According to Dr. Ramsay, biologics including infliximab (Remicade, Janssen), adalimumab (Humira, AbbVie), etanercept (Enbrel, Amgen), ustekinumab (Stelara, Janssen) and anakinra (Kineret, Sobi) are reserved as the last treatment option when other approaches have been tried and failed.
“I think the biologics - which are often used in stage 3 disease achieving varying results, as well as intravenous antibiotics - are given more to make the surgeons feel more comfortable proceeding to try and calm down that background inflammatory response. In stage 3, the biologics are not likely going to be curative at that point in the development of HS, at which time a wide excision is usually needed either with CO2 laser or surgical techniques,” Dr. Ramsay says.
Interestingly, Dr. Ramsay says there is a 100 percent recurrence rate of lesions when incision and drainage (I&D) techniques are performed. In stark contrast, however, patients will fare much better when a “de-roofing” technique is performed, in which the surgeon takes the top off the inflammatory nodule, curettes the base, and allows for secondary healing.
“The inflammatory response and the innate immune system explains why lesions tend to recur even after wide excision, and why medications such as the biologics that help to calm down the immune response are helpful,” Dr. Ramsay says.
The de-roofing technique is more amenable to the patient and is more skin sparing, Dr. Ramsay says, with fewer recurrences of lesions. As some surgeons may not be aware of the inefficacy of I&D in HS lesions, Dr. Ramsay says it is paramount that the clinician recommend this technique to the surgical team in order to help ensure the best outcomes from the surgical procedure.

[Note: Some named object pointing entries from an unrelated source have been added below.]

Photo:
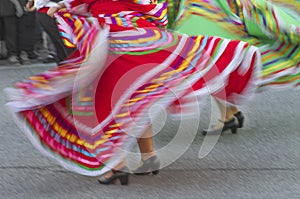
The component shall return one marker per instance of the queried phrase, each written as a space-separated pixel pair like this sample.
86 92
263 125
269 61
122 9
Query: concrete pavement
261 161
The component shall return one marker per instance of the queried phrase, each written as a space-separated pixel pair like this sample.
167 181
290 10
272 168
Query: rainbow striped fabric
272 26
83 114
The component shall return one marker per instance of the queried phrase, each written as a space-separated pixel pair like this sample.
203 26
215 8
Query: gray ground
261 161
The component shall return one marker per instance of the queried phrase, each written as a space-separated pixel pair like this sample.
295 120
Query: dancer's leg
146 144
149 163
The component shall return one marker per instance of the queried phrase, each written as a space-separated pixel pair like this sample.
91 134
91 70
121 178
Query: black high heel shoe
231 124
240 117
117 174
151 165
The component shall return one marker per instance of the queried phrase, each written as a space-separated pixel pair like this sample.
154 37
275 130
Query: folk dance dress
271 25
86 112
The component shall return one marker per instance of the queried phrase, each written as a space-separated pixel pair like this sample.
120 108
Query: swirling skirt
87 111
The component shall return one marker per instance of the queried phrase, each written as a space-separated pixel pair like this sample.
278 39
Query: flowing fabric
272 26
87 112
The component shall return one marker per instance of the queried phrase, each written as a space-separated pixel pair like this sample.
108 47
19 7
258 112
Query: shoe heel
124 180
155 172
234 130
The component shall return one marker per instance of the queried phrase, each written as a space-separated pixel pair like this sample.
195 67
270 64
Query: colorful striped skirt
88 112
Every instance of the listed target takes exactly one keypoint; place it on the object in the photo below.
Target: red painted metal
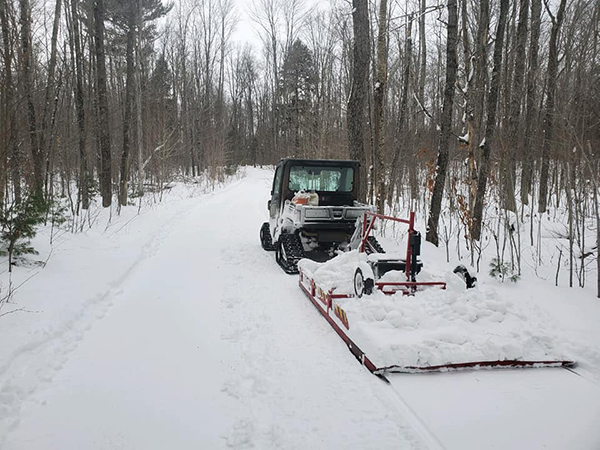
(366, 230)
(356, 351)
(505, 364)
(364, 359)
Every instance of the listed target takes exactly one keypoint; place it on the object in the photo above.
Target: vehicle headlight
(316, 213)
(354, 213)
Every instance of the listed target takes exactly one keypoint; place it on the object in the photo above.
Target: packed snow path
(207, 344)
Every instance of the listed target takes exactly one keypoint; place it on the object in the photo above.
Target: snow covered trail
(209, 345)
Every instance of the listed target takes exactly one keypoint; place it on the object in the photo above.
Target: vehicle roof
(325, 162)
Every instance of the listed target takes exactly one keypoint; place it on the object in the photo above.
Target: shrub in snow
(17, 224)
(502, 271)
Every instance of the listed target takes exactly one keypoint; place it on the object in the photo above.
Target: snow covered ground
(174, 329)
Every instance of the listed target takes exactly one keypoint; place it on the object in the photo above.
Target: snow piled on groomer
(435, 326)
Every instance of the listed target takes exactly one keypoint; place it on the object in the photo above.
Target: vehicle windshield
(321, 178)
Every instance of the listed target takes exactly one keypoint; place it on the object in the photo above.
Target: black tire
(464, 274)
(265, 238)
(374, 245)
(362, 285)
(288, 252)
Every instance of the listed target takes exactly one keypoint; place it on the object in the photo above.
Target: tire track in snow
(36, 363)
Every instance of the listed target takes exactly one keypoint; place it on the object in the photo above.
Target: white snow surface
(171, 328)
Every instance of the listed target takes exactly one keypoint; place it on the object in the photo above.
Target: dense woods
(477, 114)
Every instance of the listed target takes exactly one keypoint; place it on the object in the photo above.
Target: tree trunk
(102, 100)
(84, 186)
(550, 100)
(139, 130)
(34, 142)
(402, 110)
(358, 93)
(446, 125)
(480, 72)
(490, 128)
(14, 163)
(514, 116)
(526, 166)
(379, 107)
(129, 100)
(423, 49)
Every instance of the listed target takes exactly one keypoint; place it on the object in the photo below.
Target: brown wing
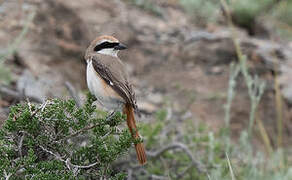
(112, 70)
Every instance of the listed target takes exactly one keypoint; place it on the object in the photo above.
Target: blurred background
(214, 76)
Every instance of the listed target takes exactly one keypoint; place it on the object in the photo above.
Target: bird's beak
(120, 46)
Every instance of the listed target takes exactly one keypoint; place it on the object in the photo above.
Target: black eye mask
(105, 45)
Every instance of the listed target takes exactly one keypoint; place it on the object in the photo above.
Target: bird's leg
(110, 115)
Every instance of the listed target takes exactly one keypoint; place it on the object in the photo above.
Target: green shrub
(57, 140)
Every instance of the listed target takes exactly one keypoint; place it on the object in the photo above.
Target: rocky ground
(173, 64)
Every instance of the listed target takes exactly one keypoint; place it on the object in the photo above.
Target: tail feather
(140, 151)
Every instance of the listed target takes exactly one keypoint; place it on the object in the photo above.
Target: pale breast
(103, 92)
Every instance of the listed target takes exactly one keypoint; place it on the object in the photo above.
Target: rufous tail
(140, 151)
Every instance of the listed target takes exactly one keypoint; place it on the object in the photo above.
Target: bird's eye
(105, 45)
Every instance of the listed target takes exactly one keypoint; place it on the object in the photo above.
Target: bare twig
(73, 93)
(7, 92)
(68, 160)
(79, 132)
(7, 176)
(130, 172)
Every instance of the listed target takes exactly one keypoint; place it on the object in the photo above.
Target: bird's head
(107, 45)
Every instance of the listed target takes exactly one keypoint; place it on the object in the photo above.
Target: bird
(108, 80)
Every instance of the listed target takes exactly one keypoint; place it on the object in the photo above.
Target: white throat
(109, 51)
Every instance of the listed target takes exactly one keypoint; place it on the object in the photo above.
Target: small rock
(146, 106)
(155, 98)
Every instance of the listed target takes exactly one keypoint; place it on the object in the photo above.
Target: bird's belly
(106, 96)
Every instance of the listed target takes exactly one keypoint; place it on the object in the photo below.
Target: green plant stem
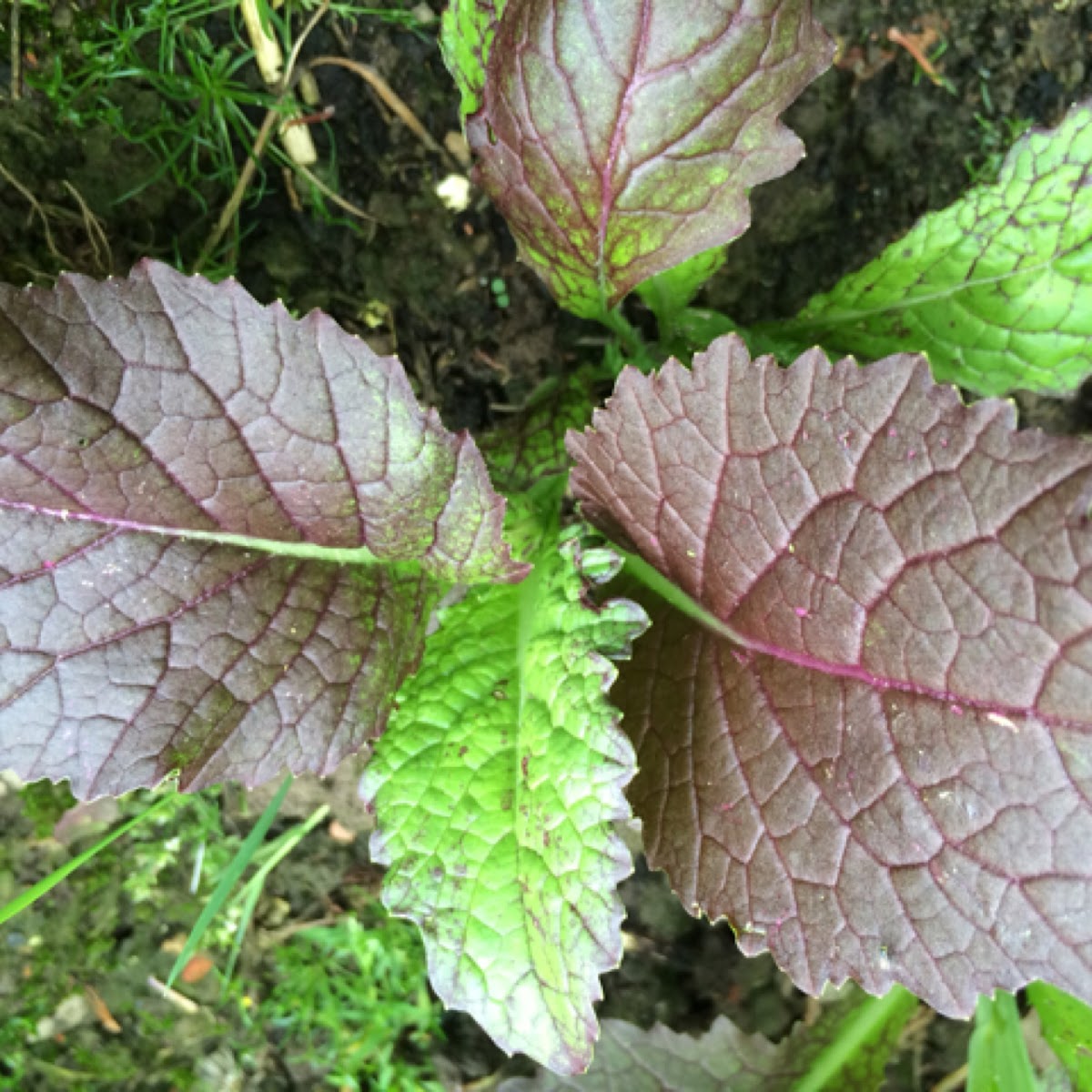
(617, 322)
(44, 887)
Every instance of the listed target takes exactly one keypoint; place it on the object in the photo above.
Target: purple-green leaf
(847, 1047)
(864, 721)
(221, 530)
(621, 139)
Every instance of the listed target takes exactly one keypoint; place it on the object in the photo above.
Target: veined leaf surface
(847, 1047)
(863, 714)
(219, 534)
(496, 789)
(997, 288)
(622, 139)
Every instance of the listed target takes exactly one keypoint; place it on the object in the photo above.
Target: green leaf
(495, 791)
(998, 1057)
(667, 294)
(997, 288)
(847, 1047)
(1067, 1027)
(532, 446)
(467, 34)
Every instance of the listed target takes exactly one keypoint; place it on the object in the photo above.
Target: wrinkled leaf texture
(467, 33)
(495, 791)
(847, 1047)
(221, 530)
(1067, 1026)
(864, 732)
(997, 288)
(621, 139)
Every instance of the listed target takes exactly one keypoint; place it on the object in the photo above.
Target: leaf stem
(627, 333)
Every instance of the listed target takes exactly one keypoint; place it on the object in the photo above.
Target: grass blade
(232, 876)
(43, 887)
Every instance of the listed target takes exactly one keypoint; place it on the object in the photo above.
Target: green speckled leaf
(495, 791)
(465, 36)
(622, 139)
(847, 1048)
(997, 289)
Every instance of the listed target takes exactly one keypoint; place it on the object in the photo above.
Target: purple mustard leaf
(851, 1042)
(621, 139)
(221, 530)
(864, 722)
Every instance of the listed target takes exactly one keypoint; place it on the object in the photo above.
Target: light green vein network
(496, 789)
(997, 288)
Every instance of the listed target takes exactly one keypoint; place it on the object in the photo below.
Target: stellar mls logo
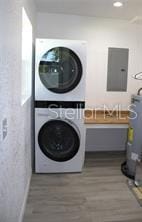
(57, 111)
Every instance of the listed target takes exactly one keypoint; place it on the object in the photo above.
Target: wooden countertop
(106, 117)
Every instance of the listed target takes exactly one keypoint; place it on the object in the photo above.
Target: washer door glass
(58, 140)
(60, 70)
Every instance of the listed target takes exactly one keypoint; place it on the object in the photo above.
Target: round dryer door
(60, 70)
(58, 140)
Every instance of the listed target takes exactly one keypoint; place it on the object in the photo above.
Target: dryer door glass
(60, 70)
(58, 140)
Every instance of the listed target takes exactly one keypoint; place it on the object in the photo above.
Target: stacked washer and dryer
(59, 105)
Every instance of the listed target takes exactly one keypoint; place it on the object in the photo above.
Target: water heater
(134, 143)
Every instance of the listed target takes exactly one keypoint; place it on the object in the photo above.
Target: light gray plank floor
(98, 194)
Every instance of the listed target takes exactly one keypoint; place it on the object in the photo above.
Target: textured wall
(100, 34)
(15, 150)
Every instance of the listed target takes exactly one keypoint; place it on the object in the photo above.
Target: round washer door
(58, 140)
(60, 70)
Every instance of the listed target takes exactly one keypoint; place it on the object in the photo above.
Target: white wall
(100, 34)
(15, 150)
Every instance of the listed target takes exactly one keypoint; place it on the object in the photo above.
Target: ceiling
(98, 8)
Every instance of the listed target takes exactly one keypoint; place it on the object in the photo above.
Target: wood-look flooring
(99, 194)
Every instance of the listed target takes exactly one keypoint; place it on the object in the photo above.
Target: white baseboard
(25, 200)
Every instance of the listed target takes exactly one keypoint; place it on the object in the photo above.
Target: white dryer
(60, 70)
(59, 137)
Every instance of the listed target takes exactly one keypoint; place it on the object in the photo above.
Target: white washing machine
(60, 70)
(59, 137)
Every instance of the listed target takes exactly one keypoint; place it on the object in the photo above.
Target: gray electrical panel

“I believe that we finally have some good options that we can offer our HS patients, and that there is a rationale to the hierarchy of therapy based on the Hurley stages and based on what has been tried and failed,” she says. “These can serve as some guideposts to help us find the most effective treatment in the individual patient.”
Disclosures: Dr. Ramsay reports no relevant financial interests.
For more information:
For those seeking a reference for HS, including a practical approach to therapy, Dr. Ramsay recommends: Scheinfeld N. Dermatol Online J. 2013;19(4):1.